As fun as it may be, many people are aware of the risks and dangers associated with trampolines. Falling off, landing on the springs, landing on somebody else; these are all possible dangers many kids face when bouncing around with friends. Now, we have nets to keep kids from flying off and mats to cover those springs. However, even with the safety equipment on and installed properly injuries can still occur.
Therefore, there must be some way in which kids can still have fun on trampolines, but in a much safer manner. That is the work Dr. Keith Alexander has been working toward. As an associate professor of engineering from Canterbury University in New Zealand, Alexander wanted to create a safer trampoline for his daughter. He began his work by making prototypes in his free time at his home. As time passed he then decided to get the university involved within the project.
Dr. Keith Alexander and the University of Canterbury develop the world’s first spring-less trampoline using finite element analysis (FEA).
With the help of his students, lots of research was conducted to come to the conclusion that there are three critical areas of safety concern. These include, the springs of the trampoline, the metal frame, and the ground all around the trampoline. These three areas have been associated with the largest percentage of trampoline related injuries. As a result, Alexander came up with a new design that will address these three areas of concern and overall, create a newly designed trampoline.
To take care of the springs and metal frame area, the design has been changed from horizontal springs attached to the mat to vertically slanted bars. Each of these bars, usually at least 60 or more depending upon the size of the trampoline, are created from fiberglass. Due to the properties of fiberglass, each of these support rods are extremely durable, lightweight, and robust. Each of these support rods then connects to the bottom of the top mat and then to the top of the metal frame at the bottom.

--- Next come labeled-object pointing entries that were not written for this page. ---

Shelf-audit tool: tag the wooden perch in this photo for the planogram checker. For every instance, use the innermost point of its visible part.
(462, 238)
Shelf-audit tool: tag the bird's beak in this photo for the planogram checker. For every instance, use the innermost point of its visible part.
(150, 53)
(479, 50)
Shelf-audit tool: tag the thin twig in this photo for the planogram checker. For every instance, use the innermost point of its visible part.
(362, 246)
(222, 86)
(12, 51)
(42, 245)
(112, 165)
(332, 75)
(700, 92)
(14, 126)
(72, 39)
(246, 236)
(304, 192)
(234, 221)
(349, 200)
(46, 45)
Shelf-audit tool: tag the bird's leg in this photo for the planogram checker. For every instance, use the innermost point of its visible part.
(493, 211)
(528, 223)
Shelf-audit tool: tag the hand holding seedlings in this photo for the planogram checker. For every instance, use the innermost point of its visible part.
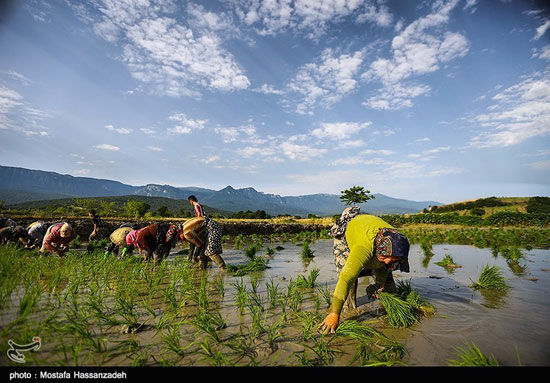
(330, 323)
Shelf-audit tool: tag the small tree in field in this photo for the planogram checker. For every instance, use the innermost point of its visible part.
(136, 208)
(355, 195)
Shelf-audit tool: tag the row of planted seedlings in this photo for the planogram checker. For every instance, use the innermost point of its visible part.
(96, 310)
(287, 319)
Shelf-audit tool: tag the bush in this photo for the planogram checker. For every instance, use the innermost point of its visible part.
(538, 205)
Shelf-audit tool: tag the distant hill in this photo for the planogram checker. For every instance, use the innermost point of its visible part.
(174, 205)
(20, 185)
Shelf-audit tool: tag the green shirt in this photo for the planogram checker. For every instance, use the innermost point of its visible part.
(360, 234)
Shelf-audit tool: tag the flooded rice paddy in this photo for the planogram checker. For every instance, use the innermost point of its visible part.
(113, 312)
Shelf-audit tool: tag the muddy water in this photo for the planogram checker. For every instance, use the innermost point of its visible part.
(506, 326)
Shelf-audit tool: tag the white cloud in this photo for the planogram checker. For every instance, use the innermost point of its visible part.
(310, 16)
(118, 130)
(18, 116)
(543, 53)
(147, 131)
(327, 81)
(540, 165)
(108, 147)
(339, 130)
(541, 30)
(521, 112)
(172, 58)
(300, 152)
(268, 89)
(185, 125)
(419, 49)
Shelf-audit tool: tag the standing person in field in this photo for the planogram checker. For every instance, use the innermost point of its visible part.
(376, 245)
(341, 251)
(97, 224)
(197, 207)
(205, 235)
(37, 231)
(57, 238)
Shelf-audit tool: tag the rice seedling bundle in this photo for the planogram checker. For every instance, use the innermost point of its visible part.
(490, 278)
(399, 312)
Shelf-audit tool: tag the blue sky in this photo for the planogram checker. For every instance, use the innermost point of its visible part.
(423, 100)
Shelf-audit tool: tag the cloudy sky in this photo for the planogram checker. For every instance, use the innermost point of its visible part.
(423, 100)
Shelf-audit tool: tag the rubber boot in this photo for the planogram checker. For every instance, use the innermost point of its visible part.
(218, 261)
(191, 251)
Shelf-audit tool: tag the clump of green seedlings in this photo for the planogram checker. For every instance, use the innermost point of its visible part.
(405, 307)
(307, 253)
(490, 278)
(448, 262)
(95, 244)
(255, 264)
(471, 356)
(309, 281)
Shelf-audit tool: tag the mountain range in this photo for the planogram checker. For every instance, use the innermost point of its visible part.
(18, 185)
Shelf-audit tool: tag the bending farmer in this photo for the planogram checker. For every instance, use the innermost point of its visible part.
(57, 238)
(376, 245)
(205, 235)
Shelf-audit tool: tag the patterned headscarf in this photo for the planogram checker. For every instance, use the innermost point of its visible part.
(339, 228)
(392, 248)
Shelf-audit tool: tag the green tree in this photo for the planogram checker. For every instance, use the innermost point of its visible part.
(136, 208)
(355, 195)
(106, 208)
(477, 211)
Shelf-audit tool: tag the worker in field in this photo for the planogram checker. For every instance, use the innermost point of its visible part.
(157, 240)
(97, 225)
(14, 234)
(205, 235)
(341, 252)
(374, 245)
(118, 240)
(36, 231)
(58, 238)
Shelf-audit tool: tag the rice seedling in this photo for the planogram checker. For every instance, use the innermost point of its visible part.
(399, 312)
(274, 332)
(241, 296)
(357, 331)
(448, 263)
(251, 251)
(272, 293)
(205, 321)
(490, 278)
(214, 357)
(242, 345)
(219, 285)
(239, 241)
(309, 281)
(255, 264)
(471, 356)
(308, 321)
(307, 253)
(322, 350)
(325, 294)
(172, 339)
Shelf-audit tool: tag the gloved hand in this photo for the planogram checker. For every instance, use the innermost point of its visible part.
(330, 323)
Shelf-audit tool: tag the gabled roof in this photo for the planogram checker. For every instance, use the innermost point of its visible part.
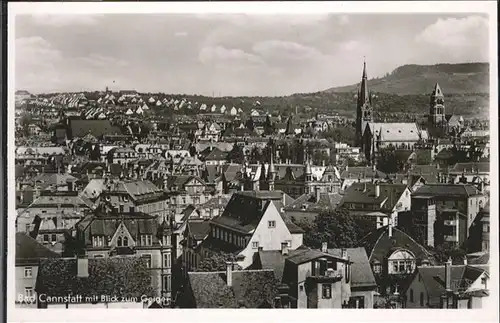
(361, 271)
(379, 245)
(450, 190)
(249, 289)
(365, 193)
(79, 128)
(198, 229)
(361, 172)
(481, 167)
(303, 255)
(433, 277)
(29, 251)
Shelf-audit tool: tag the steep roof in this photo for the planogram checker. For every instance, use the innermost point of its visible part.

Using a ball and socket type of approach, each rod fits into theses T-shaped cleats and supports the forces of the mat moving up and down. In fact, these cleats were such a complicated piece of the design that they had to get help from a consulting group, Matrix Applied Computing, for the most optimal product.
As a result, Matrix was able to apply their experience with Abaqus finite element analysis (FEA) from SIMULIA to the project. Using the models and simulations, they were able to create a stronger cleat that would increase the overall load capabilities of the trampoline. The final cleat design they came up with uses a little less material and has two ribs for added support in the areas of high stress.